Paris a été officiellement désignée mercredi pour organiser les Jeux Olympiques 2024. Le sociologue Michel Wieviorka était l'invité de l'émission C'est arrivé cette semaine pour tenter de répondre à une question : cet événement international peut-il avoir un effet sur la cohésion nationale et le vivre-ensemble ? 

Parfois, un impact catastrophique.A écouter les médias, une telle attribution - comme celle d'une coupe du Monde ou de l'Euro - pourrait changer la France. Pas de tel emballement du côté du sociologue. "Ça peut servir à souder la Nation, mais ça peut aussi avoir un impact terriblement catastrophique.
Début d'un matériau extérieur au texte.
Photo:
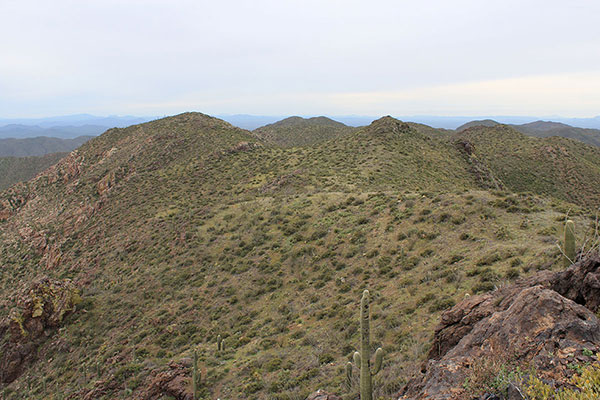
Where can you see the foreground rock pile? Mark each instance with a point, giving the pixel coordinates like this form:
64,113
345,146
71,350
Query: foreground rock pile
547,322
On va fêter les 50 ans de 1968 en France. Si vous alliez au Mexique en 1968, le président faisait un carnage d'étudiants pour éviter trop de troubles au moment des Jeux", rappelle-t-il soulignant au passage que la cohésion sociale était loin d'être au rendez-vous en l'espèce.

Pas d'homogénéité. Par ailleurs, même en essayant de souder la Nation, Michel Wieviorka émet l'hypothèse que "des parties entières du pays" seront "laissées de côté. Si vous êtes dans des banlieues lyonnaises, est-ce que vous allez avoir le sentiment qu'il y a des retombées pour vous ?" Selon lui, le phénomène ne se résumera cependant pas non plus à un Paris sous les projecteurs et le reste de la France transformé en désert, "parce qu'il y a des épreuves à Marseille. Mais enfin, c'est Paris et la région parisienne et pas toute la région parisienne qui vont en bénéficier", schématise-t-il.

Le sport "baume". Le sport a toutefois toujours été considéré comme "un baume", à l'image des Romains et leur politique du pain et des jeux. "On fait la fête, on est dans l'oubli de la vie autre que les résultats de nos champions". Cette sorte de trêve pose "aussi des problèmes. Il y a un petit côté 'endormissement d'une société'. Pour résumer, "ce sont des satisfactions festives en partie télévisuelles. C'est festif en partie par procuration. Pour que ce soit réussi, il faut en amont une énorme mobilisation." Et notamment du côté de ceux qui vont activement participer. Il s'agit donc de "préparer la jeunesse. Ce sont ceux qui ont entre 12 et 20 ans qui demain peuvent espérer obtenir des médailles (...) Là, on est n'est pas dans la com' et le côté festif."

Critique constructive. Pour autant, certains politiques se défient des Jeux. "La France est le pays de la raison, où l'on doit pouvoir discuter (...) Sur le fond, il est très intéressant de formuler des critiques si elle sont constructives : si on ne veut pas reproduire un échec économique, un approfondissement des fractures sociales. C'est sain parce qu'il y a eu des précédents, des moments de grande corruption." Quant à la célébration, elle doit exister sans être béate, avertit le spécialiste qui cite de sombres années noires des Jeux : "36 avec Hitler, 68 à Mexico, en 80, le boycott des jeux de Moscou, et en 84" à Los Angeles, en pleine Guerre froide.